The letter quotes recent examples of THG (Hut Group), Dr Martens (DOCS) and Moonpig (MOON) where retail investors could not participate and also says that between 2017 and 2020 they were excluded from 93% of share launches.

Bearing in mind that those companies now trade at a premium to their launch price, you might think that retail investors have been missing out, although there was nothing stopping investors from buying the shares in the market soon after they launched when you would have had to pay little more. Are these platform operators really acting in the best interests of retail investors in promoting the idea of wider retail participation though? I tend to take the contrary view.

Share prices after an IPO can be extremely volatile in the short term. That is particularly so now that so many companies launch an IPO with a short track record and no profits. In the long term, IPO stocks actually underperform the market. A paper by Jay Ritter noted this: “in the long‐run, initial public offerings appear to be overpriced. Using a sample of 1,526 IPOs that went public in the U.S. in the 1975–84 period, I find that in the 3 years after going public these firms significantly underperformed a set of comparable firms matched by size and industry”; and “There is substantial variation in the underperformance year‐to‐year and across industries, with companies that went public in high‐volume years faring the worst. The patterns are consistent with an IPO market in which (1) investors are periodically overoptimistic about the earnings potential of young growth companies, and (2) firms take advantage of these “windows of opportunity”.

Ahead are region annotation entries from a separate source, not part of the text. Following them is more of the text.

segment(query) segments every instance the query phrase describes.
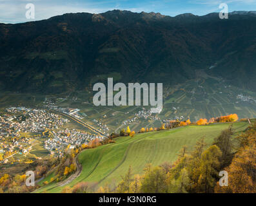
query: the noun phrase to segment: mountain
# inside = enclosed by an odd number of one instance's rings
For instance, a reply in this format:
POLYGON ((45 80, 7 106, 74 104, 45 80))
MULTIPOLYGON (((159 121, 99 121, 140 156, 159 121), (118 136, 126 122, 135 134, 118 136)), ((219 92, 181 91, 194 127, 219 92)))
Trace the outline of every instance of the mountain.
POLYGON ((0 24, 0 89, 41 93, 83 89, 107 77, 163 82, 198 70, 256 89, 256 13, 161 14, 113 10, 0 24))

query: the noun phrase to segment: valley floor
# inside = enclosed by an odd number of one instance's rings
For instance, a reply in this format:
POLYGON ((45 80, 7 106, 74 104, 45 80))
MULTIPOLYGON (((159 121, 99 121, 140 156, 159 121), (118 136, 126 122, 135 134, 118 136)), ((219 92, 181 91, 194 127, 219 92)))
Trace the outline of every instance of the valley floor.
MULTIPOLYGON (((191 151, 197 140, 202 137, 205 138, 209 145, 230 124, 190 126, 137 134, 134 137, 119 137, 115 139, 116 142, 114 144, 82 151, 78 160, 83 171, 70 183, 59 187, 58 183, 52 182, 37 190, 36 192, 61 192, 65 187, 73 187, 81 182, 92 183, 94 185, 92 191, 106 184, 115 187, 121 180, 121 176, 126 173, 130 165, 133 174, 141 174, 147 164, 155 166, 165 162, 173 162, 182 146, 188 146, 191 151)), ((233 123, 234 136, 248 126, 247 122, 233 123)))

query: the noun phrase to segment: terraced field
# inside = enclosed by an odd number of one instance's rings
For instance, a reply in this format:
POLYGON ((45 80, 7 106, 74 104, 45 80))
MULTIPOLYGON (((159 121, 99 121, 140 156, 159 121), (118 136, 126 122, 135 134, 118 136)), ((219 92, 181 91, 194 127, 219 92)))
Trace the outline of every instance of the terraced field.
MULTIPOLYGON (((126 173, 130 165, 135 174, 141 174, 146 164, 159 165, 164 162, 173 162, 183 145, 188 146, 191 150, 201 137, 205 137, 206 143, 210 144, 230 125, 190 126, 138 134, 133 138, 119 137, 115 139, 115 144, 83 151, 79 156, 79 161, 83 165, 82 173, 66 186, 72 187, 78 182, 87 182, 97 183, 94 189, 106 183, 113 187, 121 180, 121 176, 126 173)), ((248 126, 245 122, 234 123, 235 135, 248 126)), ((55 183, 52 183, 37 192, 59 192, 64 187, 57 187, 55 183)))

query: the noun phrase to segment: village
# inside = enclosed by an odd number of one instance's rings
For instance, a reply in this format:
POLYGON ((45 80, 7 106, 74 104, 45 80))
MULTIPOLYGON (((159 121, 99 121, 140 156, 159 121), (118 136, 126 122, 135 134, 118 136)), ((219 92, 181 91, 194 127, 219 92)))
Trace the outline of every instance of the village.
MULTIPOLYGON (((81 118, 79 109, 59 109, 62 112, 81 118)), ((5 109, 0 116, 0 162, 16 162, 14 155, 26 156, 33 149, 35 142, 41 142, 43 148, 54 156, 63 156, 66 148, 79 147, 94 138, 103 137, 63 126, 70 122, 62 115, 50 110, 12 107, 5 109), (12 157, 12 158, 10 158, 12 157)), ((99 122, 101 130, 107 131, 106 125, 99 122)), ((42 148, 43 149, 43 148, 42 148)))
POLYGON ((78 131, 75 129, 60 129, 53 131, 53 136, 44 141, 44 148, 54 156, 62 156, 66 149, 74 149, 87 144, 95 138, 99 140, 103 137, 90 133, 78 131))

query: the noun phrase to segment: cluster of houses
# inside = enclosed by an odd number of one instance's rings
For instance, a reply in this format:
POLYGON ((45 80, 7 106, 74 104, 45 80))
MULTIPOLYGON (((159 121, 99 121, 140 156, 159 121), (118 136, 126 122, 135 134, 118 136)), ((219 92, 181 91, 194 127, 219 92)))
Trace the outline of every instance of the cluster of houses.
POLYGON ((52 154, 61 155, 68 145, 73 149, 82 144, 87 144, 94 138, 101 139, 103 137, 89 133, 76 129, 61 129, 54 132, 54 137, 44 141, 44 148, 49 150, 52 154))
POLYGON ((151 110, 147 110, 145 108, 143 108, 143 110, 139 111, 138 113, 135 113, 134 117, 132 118, 128 118, 123 122, 124 125, 129 125, 130 124, 134 123, 139 118, 143 118, 146 120, 160 120, 159 117, 153 115, 151 110))
POLYGON ((238 95, 237 98, 241 100, 242 102, 256 103, 256 100, 251 97, 244 96, 242 94, 238 95))
POLYGON ((50 100, 46 100, 43 102, 44 107, 49 109, 53 109, 74 117, 78 119, 83 118, 83 116, 86 116, 86 114, 80 112, 80 109, 77 108, 63 108, 58 107, 55 103, 50 100))
POLYGON ((110 129, 108 128, 106 124, 104 124, 103 122, 101 122, 100 120, 99 121, 96 120, 95 119, 94 119, 93 122, 95 122, 97 125, 99 127, 99 130, 100 131, 104 133, 106 136, 109 135, 108 133, 108 131, 110 131, 110 129))
POLYGON ((58 129, 69 122, 66 118, 44 109, 10 108, 6 110, 9 113, 22 113, 18 119, 19 131, 24 133, 37 133, 44 131, 45 128, 58 129))
POLYGON ((38 134, 46 128, 57 129, 69 122, 43 109, 17 107, 5 111, 0 116, 0 151, 4 154, 26 154, 32 149, 31 136, 21 136, 21 133, 38 134))

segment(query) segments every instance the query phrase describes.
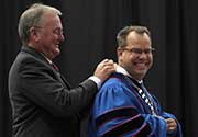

In other words, companies take advantage of good market conditions and insiders know best when to sell. Recent market conditions have therefore been good for IPOs.

I did have a quick look at the prospectus for Doc Martens as a long-standing wearer of their boots and shoes which I can highly recommend. But I was not impressed enough to buy the shares. For example, the company does not even own the brand names it uses. The product is easy to copy also.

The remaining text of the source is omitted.